The Labour Party under Jeremy Corbyn is experiencing very powerful forces of attraction and repulsion.
On the one hand, the influx of new members continues. Party membership is now 380,000, close to the recent peak of 400,000 in 1997. Moreover, sections of the radical left outside Labour are reconsidering their position.
Left Unity was founded a couple of years ago to offer an alternative to Labour. It decided last weekend to remain an independent organisation, but not to run candidates against Labour while Corbyn is leader.
On Friday of this week the Fire Brigades Union will decide whether or not to reaffiliate to the Labour Party.
On the other hand, the backlash from the right wing party establishment Corbyn has inherited from the New Labour era is getting stronger. We have a steady trickle of well-publicised resignations by business donors, comics and columnists.
Much more serious, however, is the offensive against Corbyn being mounted by the Labour right that dominates the shadow cabinet and the parliamentary Labour Party.
Not a day passes without an act of defiance of the party leader by some parliamentarian that would have earned instant withdrawal of the whip, if not expulsion, in the era of Tony Blair and Gordon Brown.
The Paris attacks have led to a step change in the ferocity of the assault on Corbyn. Clearly the Labour right now scents blood. They feel they have an issue on which they can—with the Tories’ help—break him.
The Blairites’ behaviour is contemptible. The old monsters—David Blunkett, Charles Clarke, John Reid—have started crawling out of their lairs. Someone should tell them that, as cabinet ministers under Blair, they share responsibility for the deaths in terrorist attacks that are a direct, predictable consequence of the invasion of Iraq.
Corbyn makes more or less this point himself. In Bristol last Saturday he said, “For the past 14 years, Britain has been at the centre of a succession of disastrous wars that have brought devastation to large parts of the wider Middle East.

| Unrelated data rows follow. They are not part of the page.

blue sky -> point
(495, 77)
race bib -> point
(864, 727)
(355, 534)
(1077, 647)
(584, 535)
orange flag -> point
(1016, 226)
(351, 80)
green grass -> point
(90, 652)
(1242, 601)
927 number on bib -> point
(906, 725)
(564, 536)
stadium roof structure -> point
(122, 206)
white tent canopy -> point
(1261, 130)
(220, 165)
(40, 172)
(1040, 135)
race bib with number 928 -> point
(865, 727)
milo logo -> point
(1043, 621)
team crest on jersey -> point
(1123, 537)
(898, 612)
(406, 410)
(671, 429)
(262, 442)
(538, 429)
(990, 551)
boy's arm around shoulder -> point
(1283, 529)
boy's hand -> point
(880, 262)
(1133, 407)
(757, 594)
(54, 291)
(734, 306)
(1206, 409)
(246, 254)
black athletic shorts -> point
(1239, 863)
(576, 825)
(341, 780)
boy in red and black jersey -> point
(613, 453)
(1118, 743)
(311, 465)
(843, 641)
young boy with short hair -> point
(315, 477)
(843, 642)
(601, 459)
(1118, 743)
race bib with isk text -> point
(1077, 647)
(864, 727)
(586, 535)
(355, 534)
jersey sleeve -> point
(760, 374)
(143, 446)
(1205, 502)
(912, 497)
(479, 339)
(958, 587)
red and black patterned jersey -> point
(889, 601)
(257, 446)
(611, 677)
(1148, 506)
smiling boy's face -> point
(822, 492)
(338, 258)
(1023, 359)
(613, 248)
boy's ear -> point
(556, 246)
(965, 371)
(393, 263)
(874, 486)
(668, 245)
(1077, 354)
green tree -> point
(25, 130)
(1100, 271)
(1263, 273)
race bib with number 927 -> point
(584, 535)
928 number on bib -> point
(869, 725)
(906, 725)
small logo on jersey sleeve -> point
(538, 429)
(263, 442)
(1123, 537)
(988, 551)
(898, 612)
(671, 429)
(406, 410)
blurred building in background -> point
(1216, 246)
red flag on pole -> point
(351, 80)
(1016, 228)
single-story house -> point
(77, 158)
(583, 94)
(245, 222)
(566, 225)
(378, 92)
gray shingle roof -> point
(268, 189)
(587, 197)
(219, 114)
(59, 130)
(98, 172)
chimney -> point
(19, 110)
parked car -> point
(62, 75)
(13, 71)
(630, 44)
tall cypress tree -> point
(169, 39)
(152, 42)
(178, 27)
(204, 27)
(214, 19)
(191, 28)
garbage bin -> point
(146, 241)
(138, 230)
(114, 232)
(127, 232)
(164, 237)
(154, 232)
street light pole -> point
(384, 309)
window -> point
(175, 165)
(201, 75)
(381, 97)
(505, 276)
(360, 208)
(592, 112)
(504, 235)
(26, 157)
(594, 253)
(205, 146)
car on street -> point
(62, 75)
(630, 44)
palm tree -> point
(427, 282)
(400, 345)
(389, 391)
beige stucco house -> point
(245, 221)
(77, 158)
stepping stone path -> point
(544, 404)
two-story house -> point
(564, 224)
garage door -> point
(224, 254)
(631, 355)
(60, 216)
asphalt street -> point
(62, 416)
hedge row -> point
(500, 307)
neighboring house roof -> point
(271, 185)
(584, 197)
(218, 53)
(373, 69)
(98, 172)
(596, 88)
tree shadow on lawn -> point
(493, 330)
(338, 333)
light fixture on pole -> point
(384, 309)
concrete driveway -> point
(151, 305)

“They have increased, not diminished, the threats to our own national security.”
But overall his approach has been much too equivocal. This is evident not only in his ducking and diving over shoot-to-kill. More fundamentally, Corbyn has said “any military response” to Paris must have “not only consent, but support of the international community and, crucially, legality from the United Nations”.
This is not the position that he, along with Tony Benn, the Campaign for Nuclear Disarmament, and the Socialist Workers Party, took over the 1991 Gulf War. We all opposed the military action, even though it was authorised by a UN Security Council Resolution 678 in November 1990.
The anti-war movement in Britain has consistently argued that UN “legality” can’t make a bad war good. We oppose continuing the cycle of military intervention and terrorist atrocity that drags us into worse and worse disasters.
The UN Security Council on Friday of last week passed a resolution calling on member states “to take all necessary measures” against Isis. This pulls the rug from under Corbyn.
This muddle points to the danger that his concessions to the right can weaken the left as a whole.
Of course, we all want to support Corbyn’s struggle to change Labour. This, presumably, is why Left Unity took the decision that they did. But this can’t mean simply defending his hesitations.
Corbyn’s strength remains his popular support. The New Statesman conceded that, because of Blairite resignations, “the party has moved leftwards since the Labour leadership election. Were Corbyn to be challenged and defend his position, many believe he would win an even larger victory.”
Instead of manoeuvring to appease the unappeasable right, Corbyn should start laying down the law to them.
His current strategy seems to be to transform Labour into a socialist party with the agreement of the Blairite holdovers. This is an inner-party version of the reformist project of changing society with the consent of the ruling class.
It doesn’t work on the larger scale and it won’t work within Labour.